The film also stars Mark Whelan (Revil), who is the face of the Sleeman™ franchise.
Vieslav Krystyan plays the role of Centres, leader of the underground opposition. Krystyan, a seasoned actor, performed in numerous feature films and TV series including Fugitive Pieces, 54, Darkman III, Nikita, The Shrine, Soul Food, Relic Hunter, PSI Factor: Chronicles of the Paranormal, Kung Fu: The Legend Continues among others.

== Distribution ==

"Shadowland: The Legend" was picked up for Canadian distribution by Entertainment One and is represented worldwide by Princ Films and Factory Film Studio (Sales Agencies). The film was first released across Canada on September 4, 2012 as VOD on Rogers, Shaw Cable, Sasktel, MTS, Google Play and iTunes.
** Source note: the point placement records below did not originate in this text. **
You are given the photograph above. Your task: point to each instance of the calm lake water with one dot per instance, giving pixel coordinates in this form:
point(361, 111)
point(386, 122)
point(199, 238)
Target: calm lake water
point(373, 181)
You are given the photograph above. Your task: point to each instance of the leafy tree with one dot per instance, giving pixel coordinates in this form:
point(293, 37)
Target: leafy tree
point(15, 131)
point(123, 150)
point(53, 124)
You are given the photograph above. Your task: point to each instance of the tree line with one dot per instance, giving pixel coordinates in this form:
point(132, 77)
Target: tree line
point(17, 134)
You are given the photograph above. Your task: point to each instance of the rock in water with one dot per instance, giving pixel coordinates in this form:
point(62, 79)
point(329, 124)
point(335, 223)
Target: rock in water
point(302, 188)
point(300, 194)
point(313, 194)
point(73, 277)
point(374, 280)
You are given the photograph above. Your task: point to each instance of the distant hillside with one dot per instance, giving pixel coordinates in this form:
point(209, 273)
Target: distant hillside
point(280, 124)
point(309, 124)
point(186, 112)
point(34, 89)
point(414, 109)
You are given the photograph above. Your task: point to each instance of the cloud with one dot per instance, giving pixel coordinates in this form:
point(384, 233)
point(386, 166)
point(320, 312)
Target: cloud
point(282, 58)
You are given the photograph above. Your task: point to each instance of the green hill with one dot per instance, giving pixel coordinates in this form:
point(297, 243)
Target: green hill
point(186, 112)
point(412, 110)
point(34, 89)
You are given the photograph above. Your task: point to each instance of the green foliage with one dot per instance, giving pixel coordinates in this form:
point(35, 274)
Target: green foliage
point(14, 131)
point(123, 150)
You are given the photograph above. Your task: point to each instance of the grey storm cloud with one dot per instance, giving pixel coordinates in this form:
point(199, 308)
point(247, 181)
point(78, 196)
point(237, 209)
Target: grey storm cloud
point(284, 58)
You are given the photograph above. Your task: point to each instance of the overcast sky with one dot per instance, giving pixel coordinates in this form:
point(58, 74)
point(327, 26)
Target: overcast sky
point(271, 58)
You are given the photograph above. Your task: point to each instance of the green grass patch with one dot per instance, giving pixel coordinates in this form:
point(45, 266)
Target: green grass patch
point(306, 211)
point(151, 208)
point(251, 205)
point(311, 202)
The USA release date: July 23, 2013 on iTunes, Amazon, Google Play, Hulu, Fandor and Big Start.

== News ==

Johanna Kern and After Rain Films went on to producing and releasing a reality style series, "Shadowland: The Legend - Making Of" – shot behind the scenes on the film’s set and edited for online viewers. Together with the British author Roy Fitzimmonds, Johanna Kern wrote a novel based on her film "Shadowland: The Legend". The novel was published in the U.S.A. by Humans Of Planet Earth Association and received two awards: runner up at the San Francisco Book Festival 2013 and honorable mention at the New York Book Festival 2013. The paperback edition became available worldwide via Amazon and other retailers.